Recipes,  Sauces, Dips & Spreads,  Vegan

Sikil Pak, Maya Pumpkin Seed Dip

Sikil Pak -or Sikil P’ak- is one of the dips I made for a Mexican dinner I hosted in February 2020. That night I deployed some heavy stile artillery: Pork Shoulder Carnitas, fried Pig’s Head, Pibil Chicken, Huitlacoche and Chilorio Quesadillas, Doritos Locos and Totopos with sauces and dips, and Peanut & Chocolate ice cream. That dinner was a kind of prequel of Cantina Canalla, and advance of what was to come.  

About Sikil Pak

Originally from Yucatan, you use with roasted pumpkin seeds, tomatoes and Habanero chillies to make Sikil -tomato- Pak -pumpkin seed-. This is -let’s call it like this- a primitive Sikil Pak, the primary stuff Mayas of Yucatan used to eat prior the arrival of the Spaniards. Ha’ Sikil P’ak, is the name, with Ha’ standing for “water”, as it was used to lose the dip. 
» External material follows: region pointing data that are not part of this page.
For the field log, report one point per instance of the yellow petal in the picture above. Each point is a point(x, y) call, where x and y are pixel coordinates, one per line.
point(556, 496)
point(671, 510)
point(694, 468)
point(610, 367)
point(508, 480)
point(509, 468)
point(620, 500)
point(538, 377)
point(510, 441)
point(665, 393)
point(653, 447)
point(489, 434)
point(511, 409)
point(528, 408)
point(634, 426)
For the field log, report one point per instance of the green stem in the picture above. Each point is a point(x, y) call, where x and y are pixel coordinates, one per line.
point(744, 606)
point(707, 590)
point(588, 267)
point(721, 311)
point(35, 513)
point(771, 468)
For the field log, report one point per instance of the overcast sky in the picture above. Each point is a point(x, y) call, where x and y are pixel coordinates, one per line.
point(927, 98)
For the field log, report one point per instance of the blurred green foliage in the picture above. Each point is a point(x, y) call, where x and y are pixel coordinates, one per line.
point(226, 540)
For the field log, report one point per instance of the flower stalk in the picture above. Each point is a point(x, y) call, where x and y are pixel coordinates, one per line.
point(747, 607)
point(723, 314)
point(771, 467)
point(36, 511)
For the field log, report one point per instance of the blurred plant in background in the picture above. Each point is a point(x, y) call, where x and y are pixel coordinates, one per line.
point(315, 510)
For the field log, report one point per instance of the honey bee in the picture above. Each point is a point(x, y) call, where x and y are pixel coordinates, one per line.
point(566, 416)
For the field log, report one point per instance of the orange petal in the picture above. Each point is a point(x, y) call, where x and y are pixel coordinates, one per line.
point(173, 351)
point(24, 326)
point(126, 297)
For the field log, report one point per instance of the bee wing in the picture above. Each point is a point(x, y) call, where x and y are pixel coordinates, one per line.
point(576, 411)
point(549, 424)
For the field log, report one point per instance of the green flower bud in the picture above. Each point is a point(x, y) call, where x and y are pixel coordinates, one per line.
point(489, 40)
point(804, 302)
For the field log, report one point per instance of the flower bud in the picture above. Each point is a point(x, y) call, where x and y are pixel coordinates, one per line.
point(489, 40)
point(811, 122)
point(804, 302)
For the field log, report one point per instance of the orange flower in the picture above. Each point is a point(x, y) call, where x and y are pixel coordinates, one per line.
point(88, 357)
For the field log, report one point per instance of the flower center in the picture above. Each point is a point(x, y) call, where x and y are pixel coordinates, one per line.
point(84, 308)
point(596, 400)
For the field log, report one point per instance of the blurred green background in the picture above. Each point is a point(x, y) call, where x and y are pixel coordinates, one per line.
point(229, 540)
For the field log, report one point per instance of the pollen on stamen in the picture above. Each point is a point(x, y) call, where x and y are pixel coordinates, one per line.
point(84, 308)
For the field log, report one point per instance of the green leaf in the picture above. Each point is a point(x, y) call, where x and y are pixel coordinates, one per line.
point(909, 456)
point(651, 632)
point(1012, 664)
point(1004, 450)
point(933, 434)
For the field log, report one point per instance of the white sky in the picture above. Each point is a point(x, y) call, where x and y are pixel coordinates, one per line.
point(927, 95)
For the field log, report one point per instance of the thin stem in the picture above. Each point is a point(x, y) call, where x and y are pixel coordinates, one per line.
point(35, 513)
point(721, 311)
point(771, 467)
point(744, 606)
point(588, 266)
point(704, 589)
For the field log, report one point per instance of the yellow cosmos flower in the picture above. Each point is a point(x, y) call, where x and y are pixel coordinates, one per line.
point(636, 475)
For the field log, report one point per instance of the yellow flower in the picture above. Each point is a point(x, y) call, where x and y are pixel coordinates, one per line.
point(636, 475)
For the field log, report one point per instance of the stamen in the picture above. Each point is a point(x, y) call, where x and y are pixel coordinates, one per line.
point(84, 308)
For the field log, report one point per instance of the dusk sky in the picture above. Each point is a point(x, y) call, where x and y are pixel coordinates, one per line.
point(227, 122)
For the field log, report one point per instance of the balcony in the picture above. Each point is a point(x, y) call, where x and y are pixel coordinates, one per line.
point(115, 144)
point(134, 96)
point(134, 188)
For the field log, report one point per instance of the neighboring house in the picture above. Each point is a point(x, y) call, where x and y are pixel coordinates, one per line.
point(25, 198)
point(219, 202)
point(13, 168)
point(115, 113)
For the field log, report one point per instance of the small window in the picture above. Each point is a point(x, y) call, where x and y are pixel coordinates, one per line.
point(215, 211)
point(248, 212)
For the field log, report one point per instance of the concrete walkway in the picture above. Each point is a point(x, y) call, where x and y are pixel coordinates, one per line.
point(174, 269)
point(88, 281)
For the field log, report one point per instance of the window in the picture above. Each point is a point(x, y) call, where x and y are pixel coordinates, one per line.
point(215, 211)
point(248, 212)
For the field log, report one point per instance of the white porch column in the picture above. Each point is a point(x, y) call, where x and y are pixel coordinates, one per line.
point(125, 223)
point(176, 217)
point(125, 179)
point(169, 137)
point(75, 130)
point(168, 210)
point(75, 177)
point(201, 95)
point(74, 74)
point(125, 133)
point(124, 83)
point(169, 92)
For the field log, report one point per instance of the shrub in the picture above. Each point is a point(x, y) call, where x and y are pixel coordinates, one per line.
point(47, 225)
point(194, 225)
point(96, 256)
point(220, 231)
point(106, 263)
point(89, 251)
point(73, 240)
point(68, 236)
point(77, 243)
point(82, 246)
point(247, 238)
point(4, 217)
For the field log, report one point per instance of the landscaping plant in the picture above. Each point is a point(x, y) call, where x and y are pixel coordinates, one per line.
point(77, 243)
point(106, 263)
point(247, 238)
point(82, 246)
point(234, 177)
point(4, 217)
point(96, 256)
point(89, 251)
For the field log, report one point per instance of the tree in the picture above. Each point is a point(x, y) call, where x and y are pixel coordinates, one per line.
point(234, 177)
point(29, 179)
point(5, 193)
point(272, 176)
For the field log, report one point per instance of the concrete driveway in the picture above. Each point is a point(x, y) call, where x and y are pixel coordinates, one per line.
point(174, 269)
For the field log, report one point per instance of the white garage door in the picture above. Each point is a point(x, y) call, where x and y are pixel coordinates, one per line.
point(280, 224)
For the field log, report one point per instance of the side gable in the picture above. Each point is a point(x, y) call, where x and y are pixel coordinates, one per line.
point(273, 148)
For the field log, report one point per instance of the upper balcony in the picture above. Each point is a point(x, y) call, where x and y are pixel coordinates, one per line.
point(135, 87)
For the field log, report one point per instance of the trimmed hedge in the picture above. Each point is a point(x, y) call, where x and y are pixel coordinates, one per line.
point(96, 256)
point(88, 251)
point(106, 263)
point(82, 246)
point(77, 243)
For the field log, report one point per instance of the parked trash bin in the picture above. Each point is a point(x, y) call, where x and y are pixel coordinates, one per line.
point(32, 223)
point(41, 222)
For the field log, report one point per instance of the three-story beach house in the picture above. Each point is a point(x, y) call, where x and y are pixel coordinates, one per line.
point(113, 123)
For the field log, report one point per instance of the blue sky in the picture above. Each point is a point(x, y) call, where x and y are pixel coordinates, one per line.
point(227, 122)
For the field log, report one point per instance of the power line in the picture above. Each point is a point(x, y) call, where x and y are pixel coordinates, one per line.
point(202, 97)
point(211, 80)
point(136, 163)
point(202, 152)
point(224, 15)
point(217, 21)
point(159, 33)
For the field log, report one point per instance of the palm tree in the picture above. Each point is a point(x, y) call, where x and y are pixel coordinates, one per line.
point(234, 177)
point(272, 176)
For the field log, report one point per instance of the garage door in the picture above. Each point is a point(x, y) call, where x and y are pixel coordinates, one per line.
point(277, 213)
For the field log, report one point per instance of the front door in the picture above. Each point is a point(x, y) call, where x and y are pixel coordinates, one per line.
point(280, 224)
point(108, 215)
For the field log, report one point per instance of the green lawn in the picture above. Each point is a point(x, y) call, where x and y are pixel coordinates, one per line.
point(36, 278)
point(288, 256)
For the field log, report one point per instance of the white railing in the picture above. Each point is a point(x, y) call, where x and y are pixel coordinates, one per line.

However, this is not the Sikil Pak you would enjoy if you ever visit that part of Mexico. The actual Sikil Pak is made with the ingredients mentioned above plus some classics in the Mexican cuisine: orange and lime juices, and coriander. But, as you know, there always are multiple versions of a dish; and some people add onion, garlic and olive oil to this dip for extra taste. 

For this recipe, we are making the more modern version. It is an absolute winner as you will see. 

Sikil Pak

How to make Sikil Pak

INGREDIENTS

  • 170 gr peeled raw pumpkin seed
  • 2 plum tomatoes
  • ½ medium white onion
  • 1 garlic clove
  • ½ habanero or scotch bonnet chilli
  • ½ cup freshly squeezed orange juice
  • ½ lime squeezed
  • Extra Virgin Olive Oil, to taste
  • Salt & black pepper to taste
  • Chopped coriander, to garnish

PREPARATION

  • Dry roast the pumpkin seeds in a frying pan on medium-high temperature until they get some nice brown colour. Be careful to not burn them. Leave them to cool down and transfer them to a food processor or blender. 
  • Char the tomatoes, onion, chilli and garlic on a dry frying pan, but not too much. Add them to the pumpkin seeds. 
  • Add the orange and lime juices, the olive oil and blend or process everything until you get a smooth paste, scraping the sides with a spatula. Add some more juice, oil or a splash of water, to your taste, if the Sikil Pak is too thick. 
  • Add salt and pepper to taste and transfer to a bowl. Garnish with some chopped coriander and crumble feta or fresh cheese. Serve with totopos or tortilla chips. 
  • You can keep it in the fridge for 5 days.